As of the 2020 census, Salmon Creek had a population of 21,293. The median age was 42.2 years. 21.9% of residents were under the age of 18 and 19.8% of residents were 65 years of age or older. For every 100 females there were 93.7 males, and for every 100 females age 18 and over there were 91.5 males age 18 and over.

100.0% of residents lived in urban areas, while 0.0% lived in rural areas.

There were 8,169 households in Salmon Creek, of which 30.1% had children under the age of 18 living in them. Of all households, 54.5% were married-couple households, 14.3% were households with a male householder and no spouse or partner present, and 24.7% were households with a female householder and no spouse or partner present. About 22.6% of all households were made up of individuals and 11.2% had someone living alone who was 65 years of age or older.

There were 8,373 housing units, of which 2.4% were vacant. The homeowner vacancy rate was 0.2% and the rental vacancy rate was 4.1%.

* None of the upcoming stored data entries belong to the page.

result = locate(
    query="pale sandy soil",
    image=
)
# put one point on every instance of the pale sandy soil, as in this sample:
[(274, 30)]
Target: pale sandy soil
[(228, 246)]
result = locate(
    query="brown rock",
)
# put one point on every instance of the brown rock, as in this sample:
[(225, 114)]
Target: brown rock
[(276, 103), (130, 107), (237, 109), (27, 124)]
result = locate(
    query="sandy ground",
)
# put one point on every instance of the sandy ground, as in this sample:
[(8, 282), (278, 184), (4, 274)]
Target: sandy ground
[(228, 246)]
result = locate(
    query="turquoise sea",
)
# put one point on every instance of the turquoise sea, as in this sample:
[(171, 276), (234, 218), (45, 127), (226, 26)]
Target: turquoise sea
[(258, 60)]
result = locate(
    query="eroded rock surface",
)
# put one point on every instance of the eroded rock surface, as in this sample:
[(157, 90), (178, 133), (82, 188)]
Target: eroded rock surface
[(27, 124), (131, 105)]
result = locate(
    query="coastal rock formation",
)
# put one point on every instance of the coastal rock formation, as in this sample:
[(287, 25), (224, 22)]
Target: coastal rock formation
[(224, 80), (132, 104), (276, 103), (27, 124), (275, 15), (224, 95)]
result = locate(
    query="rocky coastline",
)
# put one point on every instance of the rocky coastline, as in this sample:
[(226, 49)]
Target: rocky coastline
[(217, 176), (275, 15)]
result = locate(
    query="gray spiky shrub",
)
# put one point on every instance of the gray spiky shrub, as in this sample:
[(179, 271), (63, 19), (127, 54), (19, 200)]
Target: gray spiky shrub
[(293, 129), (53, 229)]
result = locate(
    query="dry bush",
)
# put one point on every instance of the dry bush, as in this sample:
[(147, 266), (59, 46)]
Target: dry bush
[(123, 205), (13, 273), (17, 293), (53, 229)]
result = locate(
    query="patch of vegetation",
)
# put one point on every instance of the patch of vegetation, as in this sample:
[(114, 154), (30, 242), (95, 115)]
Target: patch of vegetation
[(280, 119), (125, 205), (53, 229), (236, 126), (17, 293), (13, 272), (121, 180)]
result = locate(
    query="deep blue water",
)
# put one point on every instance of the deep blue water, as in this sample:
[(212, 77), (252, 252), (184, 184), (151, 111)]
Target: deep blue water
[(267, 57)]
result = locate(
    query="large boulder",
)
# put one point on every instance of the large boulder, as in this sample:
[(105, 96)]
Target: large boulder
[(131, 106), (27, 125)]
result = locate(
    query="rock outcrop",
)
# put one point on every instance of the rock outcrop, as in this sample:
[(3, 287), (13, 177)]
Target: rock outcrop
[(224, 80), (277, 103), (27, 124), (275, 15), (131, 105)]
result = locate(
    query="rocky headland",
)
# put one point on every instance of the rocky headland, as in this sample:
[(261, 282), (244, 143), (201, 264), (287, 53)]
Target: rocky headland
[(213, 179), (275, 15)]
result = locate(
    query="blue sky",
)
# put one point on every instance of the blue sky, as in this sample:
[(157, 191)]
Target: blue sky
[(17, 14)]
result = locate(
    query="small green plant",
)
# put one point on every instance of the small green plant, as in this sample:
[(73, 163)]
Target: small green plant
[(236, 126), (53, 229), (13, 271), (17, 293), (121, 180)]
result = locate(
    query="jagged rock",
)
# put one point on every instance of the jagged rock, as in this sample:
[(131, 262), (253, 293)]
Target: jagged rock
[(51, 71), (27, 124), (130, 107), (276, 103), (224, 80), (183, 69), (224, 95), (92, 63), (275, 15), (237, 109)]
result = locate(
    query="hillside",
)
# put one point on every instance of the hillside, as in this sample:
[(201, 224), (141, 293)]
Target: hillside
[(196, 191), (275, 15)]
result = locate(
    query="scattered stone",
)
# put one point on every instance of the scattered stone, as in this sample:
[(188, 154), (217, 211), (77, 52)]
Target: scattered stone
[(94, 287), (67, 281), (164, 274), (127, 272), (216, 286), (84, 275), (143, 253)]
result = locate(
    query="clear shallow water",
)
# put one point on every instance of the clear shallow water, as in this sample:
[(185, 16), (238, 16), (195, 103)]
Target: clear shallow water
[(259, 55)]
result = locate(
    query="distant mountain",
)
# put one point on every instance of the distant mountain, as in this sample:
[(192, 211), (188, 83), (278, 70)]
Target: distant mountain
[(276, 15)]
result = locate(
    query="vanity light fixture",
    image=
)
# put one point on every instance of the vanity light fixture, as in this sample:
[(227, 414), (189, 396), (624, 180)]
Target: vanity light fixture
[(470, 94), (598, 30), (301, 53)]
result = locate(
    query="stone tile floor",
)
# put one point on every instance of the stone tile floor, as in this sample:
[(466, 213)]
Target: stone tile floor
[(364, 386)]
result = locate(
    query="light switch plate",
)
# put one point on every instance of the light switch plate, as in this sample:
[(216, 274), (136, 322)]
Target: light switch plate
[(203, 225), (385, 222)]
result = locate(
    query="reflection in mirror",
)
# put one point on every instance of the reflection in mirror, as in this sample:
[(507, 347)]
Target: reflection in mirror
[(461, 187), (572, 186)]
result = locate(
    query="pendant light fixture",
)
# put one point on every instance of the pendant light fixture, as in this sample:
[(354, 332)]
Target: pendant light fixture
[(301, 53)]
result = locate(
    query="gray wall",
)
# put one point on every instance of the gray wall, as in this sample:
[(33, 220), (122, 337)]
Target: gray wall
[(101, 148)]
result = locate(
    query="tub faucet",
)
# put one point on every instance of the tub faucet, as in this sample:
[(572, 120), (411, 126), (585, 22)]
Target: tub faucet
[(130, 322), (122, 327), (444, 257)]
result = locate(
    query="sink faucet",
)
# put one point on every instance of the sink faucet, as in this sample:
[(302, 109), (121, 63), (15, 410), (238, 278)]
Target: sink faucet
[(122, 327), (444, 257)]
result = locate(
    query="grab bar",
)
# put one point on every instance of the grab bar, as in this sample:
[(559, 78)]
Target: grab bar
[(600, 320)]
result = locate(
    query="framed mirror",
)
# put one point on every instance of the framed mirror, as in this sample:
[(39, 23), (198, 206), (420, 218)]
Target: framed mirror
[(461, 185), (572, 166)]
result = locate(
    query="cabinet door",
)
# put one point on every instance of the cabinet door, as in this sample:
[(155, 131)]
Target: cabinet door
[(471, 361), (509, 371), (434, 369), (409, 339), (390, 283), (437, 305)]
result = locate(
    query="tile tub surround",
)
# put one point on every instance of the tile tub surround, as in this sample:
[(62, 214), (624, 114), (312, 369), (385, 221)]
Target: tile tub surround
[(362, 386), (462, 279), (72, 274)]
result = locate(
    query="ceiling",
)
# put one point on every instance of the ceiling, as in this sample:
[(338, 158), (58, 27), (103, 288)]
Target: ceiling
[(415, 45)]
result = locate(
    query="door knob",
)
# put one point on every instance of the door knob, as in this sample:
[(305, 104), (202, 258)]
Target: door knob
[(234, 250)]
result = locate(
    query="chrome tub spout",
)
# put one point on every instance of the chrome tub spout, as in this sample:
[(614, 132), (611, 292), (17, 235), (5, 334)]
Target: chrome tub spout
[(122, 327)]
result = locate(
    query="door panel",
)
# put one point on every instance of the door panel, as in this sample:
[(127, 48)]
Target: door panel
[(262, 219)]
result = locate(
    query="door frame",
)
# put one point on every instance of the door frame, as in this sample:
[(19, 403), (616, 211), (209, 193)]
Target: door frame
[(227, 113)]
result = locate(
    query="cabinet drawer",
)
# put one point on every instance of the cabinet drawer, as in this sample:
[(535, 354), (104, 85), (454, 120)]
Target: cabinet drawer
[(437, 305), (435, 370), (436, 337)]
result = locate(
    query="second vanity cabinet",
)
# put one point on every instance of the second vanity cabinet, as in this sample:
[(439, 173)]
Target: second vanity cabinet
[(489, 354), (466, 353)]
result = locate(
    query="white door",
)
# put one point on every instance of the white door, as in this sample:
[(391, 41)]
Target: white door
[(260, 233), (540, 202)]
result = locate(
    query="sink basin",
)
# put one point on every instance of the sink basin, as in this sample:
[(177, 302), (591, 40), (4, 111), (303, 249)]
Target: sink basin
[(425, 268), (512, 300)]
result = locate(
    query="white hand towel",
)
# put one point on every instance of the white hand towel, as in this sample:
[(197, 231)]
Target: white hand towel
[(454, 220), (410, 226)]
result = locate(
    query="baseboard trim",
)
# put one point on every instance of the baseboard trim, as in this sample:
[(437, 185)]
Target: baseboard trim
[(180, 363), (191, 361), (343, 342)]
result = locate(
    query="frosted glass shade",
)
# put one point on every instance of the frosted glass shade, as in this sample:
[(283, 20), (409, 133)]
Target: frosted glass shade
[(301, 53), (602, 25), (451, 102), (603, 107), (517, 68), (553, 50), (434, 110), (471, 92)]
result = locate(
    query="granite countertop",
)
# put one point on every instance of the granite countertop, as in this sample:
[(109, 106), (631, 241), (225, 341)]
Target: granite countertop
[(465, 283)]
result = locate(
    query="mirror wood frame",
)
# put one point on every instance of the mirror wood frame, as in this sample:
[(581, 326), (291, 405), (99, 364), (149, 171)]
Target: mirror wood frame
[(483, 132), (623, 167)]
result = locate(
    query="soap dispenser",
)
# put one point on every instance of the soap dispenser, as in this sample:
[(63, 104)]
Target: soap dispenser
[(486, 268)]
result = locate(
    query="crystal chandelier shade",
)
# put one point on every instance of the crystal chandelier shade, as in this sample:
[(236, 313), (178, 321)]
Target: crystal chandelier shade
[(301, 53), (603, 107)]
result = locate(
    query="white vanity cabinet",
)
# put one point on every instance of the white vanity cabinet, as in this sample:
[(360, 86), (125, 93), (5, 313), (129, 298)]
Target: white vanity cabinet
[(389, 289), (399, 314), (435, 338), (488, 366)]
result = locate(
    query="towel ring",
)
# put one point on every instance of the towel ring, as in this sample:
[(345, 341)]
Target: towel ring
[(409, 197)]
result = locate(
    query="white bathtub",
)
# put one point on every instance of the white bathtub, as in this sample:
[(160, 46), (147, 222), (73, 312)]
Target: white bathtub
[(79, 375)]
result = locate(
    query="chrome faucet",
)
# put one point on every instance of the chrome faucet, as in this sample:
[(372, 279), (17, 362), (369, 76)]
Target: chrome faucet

Racial composition as of the 2020 census
| Race | Number | Percent |
|---|---|---|
| White | 16,444 | 77.2% |
| Black or African American | 445 | 2.1% |
| American Indian and Alaska Native | 180 | 0.8% |
| Asian | 887 | 4.2% |
| Native Hawaiian and Other Pacific Islander | 102 | 0.5% |
| Some other race | 918 | 4.3% |
| Two or more races | 2,317 | 10.9% |

===2000 census===

As of the census of 2000, there were 16,767 people, 6,439 households, and 4,642 families residing in the CDP. The population density was 2,673.6 PD/sqmi. There were 6,756 housing units at an average density of 1,077.3 /sqmi. The racial makeup of the CDP was 91.32% White, 1.26% African American, 0.54% Native American, 2.49% Asian, 0.14% Pacific Islander, 1.34% from other races, and 2.92% from two or more races. Hispanic or Latino of any race were 4.81% of the population. 18.0% were of German, 10.9% English, 10.9% Irish, 10.0% American and 6.3% Norwegian ancestry according to Census 2000.

There were 6,439 households, out of which 37.7% had children under the age of 18 living with them, 57.9% were married couples living together, 10.4% had a female householder with no husband present, and 27.9% were non-families. 22.3% of all households were made up of individuals, and 6.7% had someone living alone who was 65 years of age or older. The average household size was 2.60 and the average family size was 3.04.

In the CDP, the age distribution of the population shows 28.1% under the age of 18, 7.5% from 18 to 24, 28.4% from 25 to 44, 26.6% from 45 to 64, and 9.4% who were 65 years of age or older. The median age was 37 years. For every 100 females, there were 95.3 males. For every 100 females age 18 and over, there were 92.2 males.

The median income for a household in the CDP was $53,917, and the median income for a family was $62,989. Males had a median income of $48,766 versus $31,186 for females. The per capita income for the CDP was $23,673. About 6.6% of families and 8.4% of the population were below the poverty line, including 11.8% of those under age 18 and 3.5% of those age 65 or over.

==Education==
Most of Salmon Creek is in Vancouver Public Schools. A small portion is located in Battle Ground School District.